77% of Americans have used ChatGPT as a search tool.

Let that settle for a moment. Not as a writing assistant. Not as a coding helper. As a search tool — the thing they used to do on Google, and before that on Yahoo, and before that by asking someone who knew things.

if you don’t understand this gif… you’re not old enough!

Three quarters of the American internet-using population has already rerouted their curiosity through a large language model at least once, and the advertising industry is still debating whether AI search is “a thing to watch.”

It is not a thing to watch. It is already the floor. The ceiling is still being built.

The question that matters right now is not whether your audience is discovering information through AI. They are.

The question is whether your brand is visible when that happens — and more importantly, whether you have any idea how to measure it.

How a mattress company accidentally solved the problem first

In early 2024, Casper’s content team noticed something odd.

Their organic traffic from Google had plateaued. Not dropped — plateaued.

But their brand searches were climbing.

New customers were arriving on the site already knowing product details that weren’t prominent on the homepage. When they surveyed those customers, a meaningful cluster said something like: “I asked ChatGPT which mattress was best for back pain and it mentioned Casper.”

The team couldn’t track it.

There was no UTM parameter on a ChatGPT recommendation. There was no referral source in GA4.

It was invisible in the dashboard but visible in the business.

Revenue was there; attribution was not.

So they did something methodical. They started running weekly manual prompts across ChatGPT, Perplexity, and Google’s AI Overview for 40 of their target queries — things like “best mattress for side sleepers under $1500″ and “most durable foam mattress.”

They logged whether Casper appeared, in what position, with what framing, and whether the language used mirrored their own content or a competitor’s.

Within three months they had a proprietary dataset that their competitors didn’t have.

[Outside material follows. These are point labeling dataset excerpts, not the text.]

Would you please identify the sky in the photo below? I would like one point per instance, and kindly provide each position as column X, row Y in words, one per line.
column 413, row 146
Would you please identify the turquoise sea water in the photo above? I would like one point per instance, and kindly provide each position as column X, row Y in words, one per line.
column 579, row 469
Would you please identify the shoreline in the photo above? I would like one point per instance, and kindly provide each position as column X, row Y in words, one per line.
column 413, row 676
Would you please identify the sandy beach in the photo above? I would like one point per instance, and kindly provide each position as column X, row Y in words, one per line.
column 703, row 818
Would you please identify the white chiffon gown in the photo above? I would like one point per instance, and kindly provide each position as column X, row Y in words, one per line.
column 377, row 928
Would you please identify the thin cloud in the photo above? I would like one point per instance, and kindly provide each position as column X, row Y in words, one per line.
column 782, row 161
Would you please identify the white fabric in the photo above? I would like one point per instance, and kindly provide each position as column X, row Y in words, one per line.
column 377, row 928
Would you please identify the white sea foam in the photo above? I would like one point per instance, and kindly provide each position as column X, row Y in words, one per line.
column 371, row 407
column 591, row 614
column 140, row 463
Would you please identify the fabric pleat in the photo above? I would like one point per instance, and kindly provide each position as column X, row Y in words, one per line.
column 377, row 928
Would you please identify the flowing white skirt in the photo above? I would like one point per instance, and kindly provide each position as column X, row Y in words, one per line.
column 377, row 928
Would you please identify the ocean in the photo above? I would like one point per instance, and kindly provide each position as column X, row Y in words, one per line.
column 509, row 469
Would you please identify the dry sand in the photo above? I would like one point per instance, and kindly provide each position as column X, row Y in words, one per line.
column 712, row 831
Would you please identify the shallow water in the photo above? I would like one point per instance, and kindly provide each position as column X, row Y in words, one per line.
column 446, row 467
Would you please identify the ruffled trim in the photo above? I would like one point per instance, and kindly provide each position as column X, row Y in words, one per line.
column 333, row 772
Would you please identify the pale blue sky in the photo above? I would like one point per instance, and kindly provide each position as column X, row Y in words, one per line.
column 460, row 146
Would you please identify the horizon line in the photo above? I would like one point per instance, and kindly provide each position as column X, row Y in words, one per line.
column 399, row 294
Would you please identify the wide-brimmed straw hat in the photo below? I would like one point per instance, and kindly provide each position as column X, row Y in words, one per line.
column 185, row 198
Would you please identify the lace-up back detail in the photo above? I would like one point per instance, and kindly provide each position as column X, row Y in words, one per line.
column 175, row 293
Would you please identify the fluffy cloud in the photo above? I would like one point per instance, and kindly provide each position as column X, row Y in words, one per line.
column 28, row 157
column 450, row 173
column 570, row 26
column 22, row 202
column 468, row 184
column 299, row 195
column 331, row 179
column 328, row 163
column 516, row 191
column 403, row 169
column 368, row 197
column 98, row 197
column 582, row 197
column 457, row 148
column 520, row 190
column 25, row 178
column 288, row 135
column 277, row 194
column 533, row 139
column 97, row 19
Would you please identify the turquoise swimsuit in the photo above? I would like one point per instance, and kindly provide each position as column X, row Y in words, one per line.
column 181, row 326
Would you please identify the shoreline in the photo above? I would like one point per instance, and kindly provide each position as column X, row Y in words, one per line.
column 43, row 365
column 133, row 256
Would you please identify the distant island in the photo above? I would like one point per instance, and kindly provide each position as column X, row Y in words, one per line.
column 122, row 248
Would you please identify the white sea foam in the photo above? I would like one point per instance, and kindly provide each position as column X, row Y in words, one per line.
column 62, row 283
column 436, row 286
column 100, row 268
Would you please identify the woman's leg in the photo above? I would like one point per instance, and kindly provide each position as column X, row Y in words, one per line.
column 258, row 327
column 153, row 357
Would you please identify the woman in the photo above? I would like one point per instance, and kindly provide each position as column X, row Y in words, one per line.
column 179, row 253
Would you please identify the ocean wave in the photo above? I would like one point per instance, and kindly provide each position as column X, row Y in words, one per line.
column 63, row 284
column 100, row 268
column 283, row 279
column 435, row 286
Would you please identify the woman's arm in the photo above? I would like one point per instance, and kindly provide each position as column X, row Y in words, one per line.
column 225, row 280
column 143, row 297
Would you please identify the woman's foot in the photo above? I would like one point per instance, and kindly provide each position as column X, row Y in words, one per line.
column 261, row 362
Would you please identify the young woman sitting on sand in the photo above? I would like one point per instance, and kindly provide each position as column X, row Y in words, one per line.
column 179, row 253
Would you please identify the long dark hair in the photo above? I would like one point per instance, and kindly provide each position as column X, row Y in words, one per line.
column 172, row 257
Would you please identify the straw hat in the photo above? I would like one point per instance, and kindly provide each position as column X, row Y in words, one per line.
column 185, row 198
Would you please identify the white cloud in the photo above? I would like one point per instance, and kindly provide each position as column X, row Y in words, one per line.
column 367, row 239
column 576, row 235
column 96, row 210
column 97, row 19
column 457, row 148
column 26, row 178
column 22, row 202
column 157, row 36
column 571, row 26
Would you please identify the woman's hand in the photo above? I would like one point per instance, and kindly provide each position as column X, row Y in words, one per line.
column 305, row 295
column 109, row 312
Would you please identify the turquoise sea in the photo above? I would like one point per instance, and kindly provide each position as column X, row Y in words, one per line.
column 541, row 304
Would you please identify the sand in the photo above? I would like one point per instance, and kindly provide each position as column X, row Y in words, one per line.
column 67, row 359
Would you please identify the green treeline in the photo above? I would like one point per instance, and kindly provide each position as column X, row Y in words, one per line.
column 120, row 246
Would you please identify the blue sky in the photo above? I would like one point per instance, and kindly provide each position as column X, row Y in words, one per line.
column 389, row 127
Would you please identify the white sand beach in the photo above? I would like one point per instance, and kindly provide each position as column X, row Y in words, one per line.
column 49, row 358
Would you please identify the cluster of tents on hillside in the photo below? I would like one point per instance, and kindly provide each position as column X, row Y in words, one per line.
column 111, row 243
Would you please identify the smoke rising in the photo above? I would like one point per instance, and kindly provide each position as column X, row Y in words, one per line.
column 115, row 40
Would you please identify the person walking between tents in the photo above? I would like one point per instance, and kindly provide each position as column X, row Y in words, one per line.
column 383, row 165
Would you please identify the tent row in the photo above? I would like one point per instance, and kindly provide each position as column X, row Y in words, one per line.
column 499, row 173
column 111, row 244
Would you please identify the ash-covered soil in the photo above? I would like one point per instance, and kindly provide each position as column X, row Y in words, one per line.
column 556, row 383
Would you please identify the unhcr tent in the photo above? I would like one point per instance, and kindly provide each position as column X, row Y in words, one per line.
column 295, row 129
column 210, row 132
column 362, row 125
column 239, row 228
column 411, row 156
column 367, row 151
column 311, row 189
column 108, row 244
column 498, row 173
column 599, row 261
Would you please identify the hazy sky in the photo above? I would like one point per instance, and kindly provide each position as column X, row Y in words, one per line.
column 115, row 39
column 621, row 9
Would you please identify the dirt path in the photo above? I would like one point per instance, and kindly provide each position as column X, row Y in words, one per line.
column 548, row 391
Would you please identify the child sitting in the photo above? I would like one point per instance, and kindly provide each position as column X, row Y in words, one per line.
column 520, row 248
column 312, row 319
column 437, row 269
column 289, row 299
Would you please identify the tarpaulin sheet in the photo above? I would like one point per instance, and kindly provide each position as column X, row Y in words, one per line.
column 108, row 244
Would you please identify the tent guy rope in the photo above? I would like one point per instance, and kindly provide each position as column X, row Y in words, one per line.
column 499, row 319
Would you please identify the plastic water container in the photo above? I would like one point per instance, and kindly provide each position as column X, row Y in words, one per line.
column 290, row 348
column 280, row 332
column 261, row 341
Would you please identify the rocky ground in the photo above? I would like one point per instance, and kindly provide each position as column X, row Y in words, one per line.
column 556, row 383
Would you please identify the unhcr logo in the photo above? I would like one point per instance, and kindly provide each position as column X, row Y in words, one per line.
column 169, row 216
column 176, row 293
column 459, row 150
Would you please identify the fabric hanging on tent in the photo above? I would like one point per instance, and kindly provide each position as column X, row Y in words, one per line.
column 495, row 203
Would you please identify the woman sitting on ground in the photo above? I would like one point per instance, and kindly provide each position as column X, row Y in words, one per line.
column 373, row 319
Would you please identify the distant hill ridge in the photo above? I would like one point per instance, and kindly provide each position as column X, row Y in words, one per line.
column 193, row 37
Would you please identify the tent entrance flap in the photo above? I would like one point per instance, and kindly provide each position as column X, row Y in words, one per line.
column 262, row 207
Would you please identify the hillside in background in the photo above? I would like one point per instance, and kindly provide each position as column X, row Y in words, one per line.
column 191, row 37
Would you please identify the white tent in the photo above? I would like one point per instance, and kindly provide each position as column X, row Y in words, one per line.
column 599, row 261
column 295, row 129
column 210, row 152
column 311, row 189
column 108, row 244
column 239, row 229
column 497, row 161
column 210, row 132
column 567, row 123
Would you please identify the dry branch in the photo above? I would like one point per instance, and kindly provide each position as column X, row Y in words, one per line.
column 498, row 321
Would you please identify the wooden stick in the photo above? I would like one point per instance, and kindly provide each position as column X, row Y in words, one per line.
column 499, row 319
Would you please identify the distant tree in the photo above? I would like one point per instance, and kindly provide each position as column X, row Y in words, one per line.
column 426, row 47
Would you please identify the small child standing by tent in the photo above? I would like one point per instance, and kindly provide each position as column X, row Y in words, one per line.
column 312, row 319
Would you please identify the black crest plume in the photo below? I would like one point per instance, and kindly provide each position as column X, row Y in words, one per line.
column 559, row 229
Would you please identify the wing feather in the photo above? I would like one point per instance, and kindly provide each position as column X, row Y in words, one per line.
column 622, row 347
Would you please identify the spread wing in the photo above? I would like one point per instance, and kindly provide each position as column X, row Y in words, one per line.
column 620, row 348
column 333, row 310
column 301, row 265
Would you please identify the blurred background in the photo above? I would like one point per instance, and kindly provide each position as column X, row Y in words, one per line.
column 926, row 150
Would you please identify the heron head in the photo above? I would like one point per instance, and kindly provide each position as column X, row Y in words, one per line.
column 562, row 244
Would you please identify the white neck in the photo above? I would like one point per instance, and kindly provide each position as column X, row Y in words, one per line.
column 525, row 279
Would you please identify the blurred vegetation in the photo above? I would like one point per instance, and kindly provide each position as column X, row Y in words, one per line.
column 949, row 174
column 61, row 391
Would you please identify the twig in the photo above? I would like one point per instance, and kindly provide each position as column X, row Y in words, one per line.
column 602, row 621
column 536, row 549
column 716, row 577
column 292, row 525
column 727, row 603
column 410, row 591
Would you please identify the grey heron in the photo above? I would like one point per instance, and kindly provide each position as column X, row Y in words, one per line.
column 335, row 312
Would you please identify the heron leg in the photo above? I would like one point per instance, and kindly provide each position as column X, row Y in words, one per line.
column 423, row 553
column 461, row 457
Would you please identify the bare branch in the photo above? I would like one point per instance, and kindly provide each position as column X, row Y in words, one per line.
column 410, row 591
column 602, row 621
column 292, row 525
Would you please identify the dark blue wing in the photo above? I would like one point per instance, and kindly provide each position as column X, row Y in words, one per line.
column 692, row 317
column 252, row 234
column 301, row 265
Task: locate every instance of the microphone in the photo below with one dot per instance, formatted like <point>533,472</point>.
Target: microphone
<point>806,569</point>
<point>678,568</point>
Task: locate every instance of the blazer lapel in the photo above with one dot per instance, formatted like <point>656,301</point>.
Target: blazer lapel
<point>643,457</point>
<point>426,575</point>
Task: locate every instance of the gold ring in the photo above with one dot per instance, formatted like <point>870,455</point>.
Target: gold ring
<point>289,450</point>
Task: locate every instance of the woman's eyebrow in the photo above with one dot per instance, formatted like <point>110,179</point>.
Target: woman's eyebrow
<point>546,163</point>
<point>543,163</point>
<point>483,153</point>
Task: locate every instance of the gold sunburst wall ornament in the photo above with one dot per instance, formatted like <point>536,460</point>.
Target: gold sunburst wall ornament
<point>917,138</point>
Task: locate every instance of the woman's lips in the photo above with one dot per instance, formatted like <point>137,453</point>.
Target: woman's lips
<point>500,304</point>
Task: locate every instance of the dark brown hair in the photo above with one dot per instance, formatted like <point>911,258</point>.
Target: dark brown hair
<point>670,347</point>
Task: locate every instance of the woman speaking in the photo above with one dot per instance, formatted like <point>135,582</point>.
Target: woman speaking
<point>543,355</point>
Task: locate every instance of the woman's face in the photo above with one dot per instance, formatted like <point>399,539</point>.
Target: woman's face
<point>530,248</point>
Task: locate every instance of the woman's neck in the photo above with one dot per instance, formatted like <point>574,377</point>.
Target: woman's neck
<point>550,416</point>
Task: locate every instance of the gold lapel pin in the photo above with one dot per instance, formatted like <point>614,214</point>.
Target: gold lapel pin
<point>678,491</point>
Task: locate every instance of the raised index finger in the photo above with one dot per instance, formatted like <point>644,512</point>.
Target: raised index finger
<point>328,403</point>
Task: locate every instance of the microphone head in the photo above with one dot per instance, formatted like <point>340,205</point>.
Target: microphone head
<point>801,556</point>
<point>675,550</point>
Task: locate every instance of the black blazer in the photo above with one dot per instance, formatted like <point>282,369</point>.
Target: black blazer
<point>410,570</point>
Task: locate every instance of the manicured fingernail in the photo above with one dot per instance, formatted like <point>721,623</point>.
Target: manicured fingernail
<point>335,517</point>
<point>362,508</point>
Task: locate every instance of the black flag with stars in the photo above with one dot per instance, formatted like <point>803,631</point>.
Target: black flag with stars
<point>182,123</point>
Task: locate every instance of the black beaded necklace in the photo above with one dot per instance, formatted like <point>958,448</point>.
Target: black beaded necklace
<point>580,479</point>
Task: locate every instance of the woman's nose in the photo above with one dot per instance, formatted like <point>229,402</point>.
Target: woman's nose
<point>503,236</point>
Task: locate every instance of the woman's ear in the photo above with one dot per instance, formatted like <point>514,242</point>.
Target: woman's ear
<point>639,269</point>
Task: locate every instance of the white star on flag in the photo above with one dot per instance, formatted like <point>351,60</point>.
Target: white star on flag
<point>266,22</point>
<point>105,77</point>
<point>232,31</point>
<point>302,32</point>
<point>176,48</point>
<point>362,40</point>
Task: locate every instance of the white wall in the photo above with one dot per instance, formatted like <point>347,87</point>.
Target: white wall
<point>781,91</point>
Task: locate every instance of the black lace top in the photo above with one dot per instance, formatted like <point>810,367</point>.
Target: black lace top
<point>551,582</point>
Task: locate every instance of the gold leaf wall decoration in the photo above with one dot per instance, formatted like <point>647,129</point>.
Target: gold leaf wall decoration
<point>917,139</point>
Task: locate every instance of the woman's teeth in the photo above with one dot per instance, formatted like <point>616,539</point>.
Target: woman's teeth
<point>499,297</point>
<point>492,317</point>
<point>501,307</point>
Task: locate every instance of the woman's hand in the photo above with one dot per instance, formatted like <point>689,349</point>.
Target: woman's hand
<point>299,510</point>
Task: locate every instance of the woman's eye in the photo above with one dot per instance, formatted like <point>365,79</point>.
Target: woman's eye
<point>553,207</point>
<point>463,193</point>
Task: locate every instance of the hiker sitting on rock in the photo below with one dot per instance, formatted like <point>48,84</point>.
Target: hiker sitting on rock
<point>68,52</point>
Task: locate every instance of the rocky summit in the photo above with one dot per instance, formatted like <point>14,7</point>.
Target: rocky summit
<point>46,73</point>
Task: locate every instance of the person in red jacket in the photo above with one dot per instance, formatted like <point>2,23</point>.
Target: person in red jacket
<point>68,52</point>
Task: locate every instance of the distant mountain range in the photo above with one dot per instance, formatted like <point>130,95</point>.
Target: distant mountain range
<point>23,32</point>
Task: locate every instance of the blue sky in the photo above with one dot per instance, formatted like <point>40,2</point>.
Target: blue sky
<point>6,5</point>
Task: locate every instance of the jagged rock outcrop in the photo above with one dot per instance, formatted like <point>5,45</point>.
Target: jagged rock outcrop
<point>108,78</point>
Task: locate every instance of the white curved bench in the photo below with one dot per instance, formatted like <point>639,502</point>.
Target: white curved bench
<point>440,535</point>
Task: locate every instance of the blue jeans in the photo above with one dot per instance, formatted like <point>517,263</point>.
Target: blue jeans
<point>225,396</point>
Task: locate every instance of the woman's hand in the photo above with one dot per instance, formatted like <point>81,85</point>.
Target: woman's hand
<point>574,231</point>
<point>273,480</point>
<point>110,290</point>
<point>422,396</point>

They used it to double down on specific content angles — particularly third-party review signals and long-form comparison guides — that appeared to influence AI responses.

By Q3 2024, Casper’s mention rate in tracked AI queries had improved by roughly 40%.

No one handed them a metric. They invented one.

What AEO actually measures — and why most marketers are flying blind

Answer Engine Optimisation — AEO — or GEO optimization is the practice of making your content, brand, and authority legible to AI systems that generate responses rather than return links.

Think of it as SEO’s more complicated, less documented sibling. Where SEO asks “can Google crawl and rank this page” AEO asks “will an AI cite this source, mention this brand, or adopt this framing when a user asks a relevant question.”

The problem is that the metrics ecosystem for AEO is still being built in real time.

Most marketing teams are either ignoring it or measuring it with tools designed for a different era.

Here is what the field currently looks like, and where the leverage is.

Brand mention rate in AI outputs

This is the most fundamental AEO metric.

It answers the question: when someone asks an AI assistant a question in your category, how often does your brand appear in the response. It is not the same as a ranking.

An AI response is not a list of ten blue links. It is a synthesised answer, and your brand either contributes to that synthesis or it doesn’t.

Measuring this requires manual prompt testing or tools like Profound, Otterly, or BrandRank.AI, which systematically query AI engines and track brand visibility over time.

As Rand Fishkin put it in a 2025 SparkToro newsletter: “The brands that will win the next decade of discovery are the ones that become part of the AI’s assumed knowledge — not just the ones that rank on page one.”

The mechanism here is simpler than it sounds.

LLMs are trained on text. They cite, paraphrase, and defer to sources that appear frequently, authoritatively, and consistently across the web.

If your brand is discussed in depth on high-authority sites — review platforms, industry publications, Reddit threads, independent blogs — the model has more signal to draw from. Brand mention rate is therefore a lagging indicator of your content and PR strategy.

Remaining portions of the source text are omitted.